Next, we examined the induction of these programs by soluble factors that are secreted by components of the tumor microenvironment and by related perturbations. The most dynamic programs were EMT-II and EpiSen, which responded in opposite ways to several of the perturbations (Fig. 6C, fig. S10A). As expected, TGF-β1 and TGF-β3 upregulated the expression of the EMT-II genes and increased migration in a wound healing assay (fig. S10B–C). Interestingly, TGF-β treatments also downregulated the expression of EpiSen genes, underscoring the potential interplay between EpiSen and EMT. A negative association between these two programs was further supported by the single cell profiles of HNSCC cell lines and tumors (Fig. 4D,F, S5E) and by our prior findings that EMT-high cells were enriched at the invasive edge, while EpiSen-high cells were enriched at the core of tumors5. Tumor cores are often associated with increased hypoxia, suggesting a potential mechanism for the spatial enrichment of senescent cells. In accordance with this possibility, the hypoxia mimetic desferrioxamine (DFO) induced the expression of the EpiSen program. A similar effect was observed upon hydrogen peroxide treatment, consistent with oxidative stress as a potent inducer of senescence35 (Fig. 6C). Taken together, the EpiSen and EMT-II programs reflect cellular plasticity that exists in certain cell lines even in the absence of perturbations and the native tumor microenvironment, but they are further induced by stresses (e.g. hypoxia and oxidative stress) and by secreted factors (e.g. TGF-β).
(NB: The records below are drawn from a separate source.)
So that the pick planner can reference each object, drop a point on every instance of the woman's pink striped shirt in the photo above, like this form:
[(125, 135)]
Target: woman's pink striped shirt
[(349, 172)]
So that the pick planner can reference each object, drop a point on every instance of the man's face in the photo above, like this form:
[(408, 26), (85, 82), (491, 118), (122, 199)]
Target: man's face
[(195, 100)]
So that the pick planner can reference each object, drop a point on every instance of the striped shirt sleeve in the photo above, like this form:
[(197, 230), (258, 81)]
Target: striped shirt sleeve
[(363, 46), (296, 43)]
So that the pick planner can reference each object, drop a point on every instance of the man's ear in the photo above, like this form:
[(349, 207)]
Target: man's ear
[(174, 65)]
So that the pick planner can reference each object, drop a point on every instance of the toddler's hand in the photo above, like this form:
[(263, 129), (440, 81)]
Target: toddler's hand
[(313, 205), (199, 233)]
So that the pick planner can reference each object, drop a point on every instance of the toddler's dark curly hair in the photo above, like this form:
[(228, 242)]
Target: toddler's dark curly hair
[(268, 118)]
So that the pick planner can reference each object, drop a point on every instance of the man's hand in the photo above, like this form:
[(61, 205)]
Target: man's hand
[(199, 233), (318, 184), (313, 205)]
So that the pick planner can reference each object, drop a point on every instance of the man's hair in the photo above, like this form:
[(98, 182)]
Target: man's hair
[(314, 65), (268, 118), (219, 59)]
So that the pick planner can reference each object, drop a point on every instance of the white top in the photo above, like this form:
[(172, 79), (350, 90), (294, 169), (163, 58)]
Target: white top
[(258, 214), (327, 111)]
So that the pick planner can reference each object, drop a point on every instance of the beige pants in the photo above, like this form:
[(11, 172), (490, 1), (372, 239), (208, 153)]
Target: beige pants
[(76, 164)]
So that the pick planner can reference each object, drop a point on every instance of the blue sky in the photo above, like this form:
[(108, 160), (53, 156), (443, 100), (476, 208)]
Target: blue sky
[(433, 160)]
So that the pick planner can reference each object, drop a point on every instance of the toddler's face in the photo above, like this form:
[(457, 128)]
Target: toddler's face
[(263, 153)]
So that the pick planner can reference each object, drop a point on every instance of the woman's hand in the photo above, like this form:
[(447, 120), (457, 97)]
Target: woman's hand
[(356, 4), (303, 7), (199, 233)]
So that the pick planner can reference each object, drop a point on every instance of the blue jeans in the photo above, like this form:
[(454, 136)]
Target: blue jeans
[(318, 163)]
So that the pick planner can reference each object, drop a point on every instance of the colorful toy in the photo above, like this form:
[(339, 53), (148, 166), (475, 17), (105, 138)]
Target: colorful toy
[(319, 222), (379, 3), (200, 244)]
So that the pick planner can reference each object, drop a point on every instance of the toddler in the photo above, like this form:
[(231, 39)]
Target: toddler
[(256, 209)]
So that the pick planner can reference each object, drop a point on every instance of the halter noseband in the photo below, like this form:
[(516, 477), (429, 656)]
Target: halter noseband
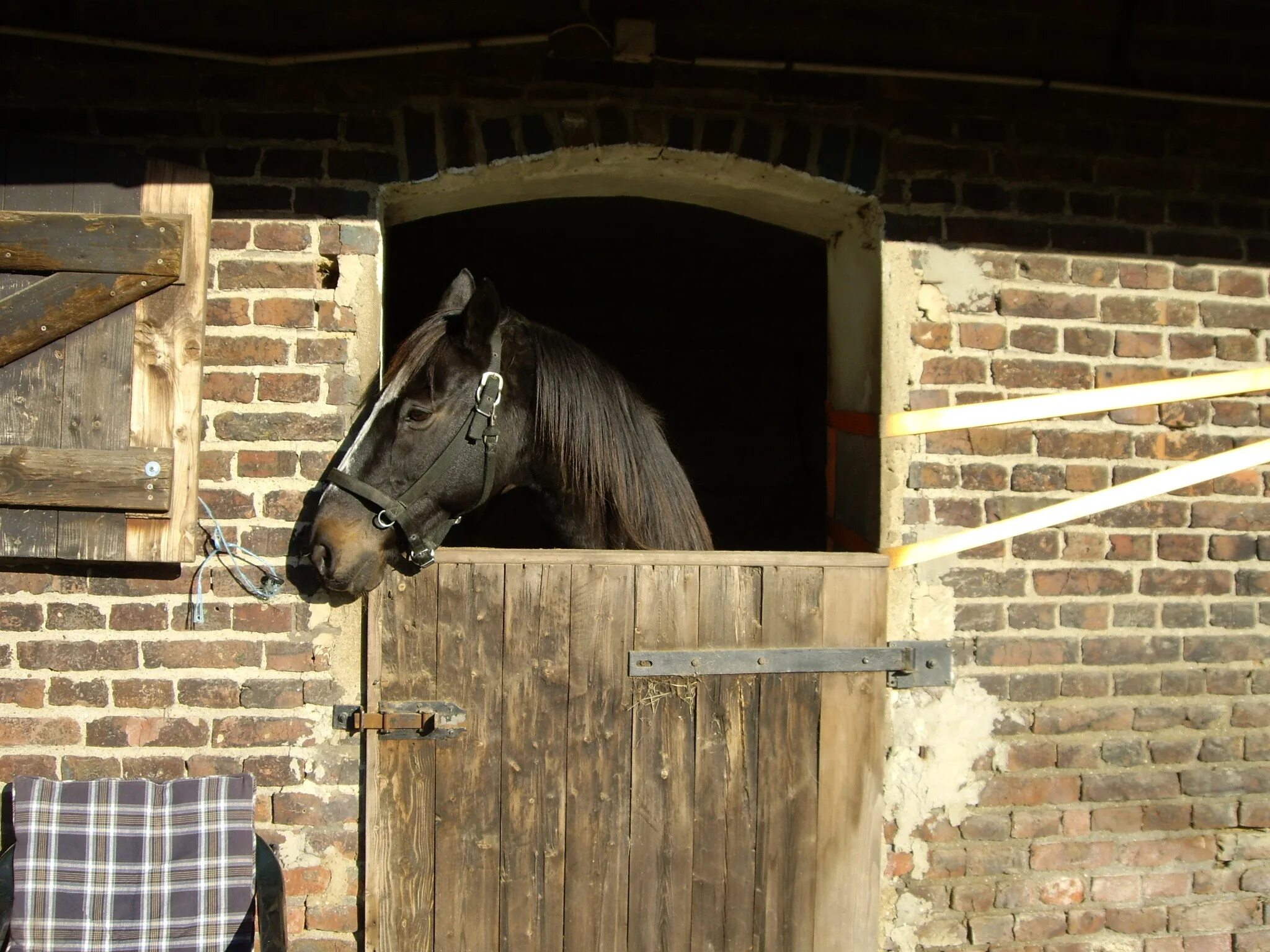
[(418, 545)]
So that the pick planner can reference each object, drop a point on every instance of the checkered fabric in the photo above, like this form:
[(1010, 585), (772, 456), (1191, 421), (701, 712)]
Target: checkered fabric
[(133, 866)]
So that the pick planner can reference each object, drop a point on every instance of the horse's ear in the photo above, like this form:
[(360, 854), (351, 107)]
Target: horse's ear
[(475, 325), (459, 293)]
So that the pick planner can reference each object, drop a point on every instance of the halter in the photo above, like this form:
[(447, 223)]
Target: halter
[(418, 545)]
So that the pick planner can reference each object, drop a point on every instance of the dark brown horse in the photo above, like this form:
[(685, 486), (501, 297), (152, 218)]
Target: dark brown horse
[(477, 402)]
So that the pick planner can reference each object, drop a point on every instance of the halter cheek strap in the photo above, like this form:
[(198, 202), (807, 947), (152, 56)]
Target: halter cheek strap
[(479, 430)]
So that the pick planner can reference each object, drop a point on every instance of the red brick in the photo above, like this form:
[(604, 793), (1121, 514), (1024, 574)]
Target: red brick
[(1072, 855), (954, 369), (1067, 444), (262, 731), (208, 692), (982, 337), (1133, 785), (230, 387), (1152, 277), (20, 617), (1161, 852), (265, 464), (226, 312), (230, 235), (1036, 338), (1088, 340), (139, 617), (201, 654), (1185, 582), (1174, 547), (1019, 374), (1148, 310), (1132, 343), (244, 351), (143, 692), (1230, 314), (146, 731), (1192, 347), (236, 275), (1241, 283), (1005, 790), (1081, 582), (65, 692), (290, 387), (310, 810), (78, 655), (322, 351), (306, 880), (278, 236), (1046, 305), (1193, 278)]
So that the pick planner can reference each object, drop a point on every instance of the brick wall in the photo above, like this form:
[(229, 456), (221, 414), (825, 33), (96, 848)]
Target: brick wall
[(1124, 794), (1117, 799), (107, 677)]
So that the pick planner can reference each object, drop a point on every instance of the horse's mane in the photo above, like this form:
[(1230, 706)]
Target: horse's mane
[(610, 447), (606, 441)]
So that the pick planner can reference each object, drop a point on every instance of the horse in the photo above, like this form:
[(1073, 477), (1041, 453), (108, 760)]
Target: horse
[(481, 400)]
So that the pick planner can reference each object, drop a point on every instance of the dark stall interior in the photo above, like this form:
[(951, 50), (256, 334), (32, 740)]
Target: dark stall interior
[(718, 320)]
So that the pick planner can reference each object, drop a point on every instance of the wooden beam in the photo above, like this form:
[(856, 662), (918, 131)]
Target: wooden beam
[(168, 363), (1070, 509), (1073, 403), (86, 479), (111, 244), (64, 302)]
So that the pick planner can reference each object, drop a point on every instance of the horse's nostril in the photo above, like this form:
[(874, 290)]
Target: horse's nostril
[(321, 558)]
Co-existing subpopulations differ in drug sensitivity
An important implication of cellular diversity in cancer is the possibility that distinct subpopulations of cells respond differently to treatments and thereby facilitate treatment failure and recurrence. Thus, we compared the sensitivities of EpiSen-high and EpiSen-low subpopulations sorted from each of the two model cell lines selected (Fig. 7A). We initially screened 2,198 bioactive compounds using a CTG-based viability assay (fig. S11A–C). Putative hits (n=248) defined based on differential sensitivity or the ability to kill both subpopulations (≤10% viability) were selected for a secondary screen performed in duplicates in each cell line (Fig. 7B). Compounds that killed both subpopulations in the primary screen were tested at reduced concentration in the secondary screen. The secondary screen identified 113 compounds with differential killing of the subpopulations in at least one cell line (Table S9).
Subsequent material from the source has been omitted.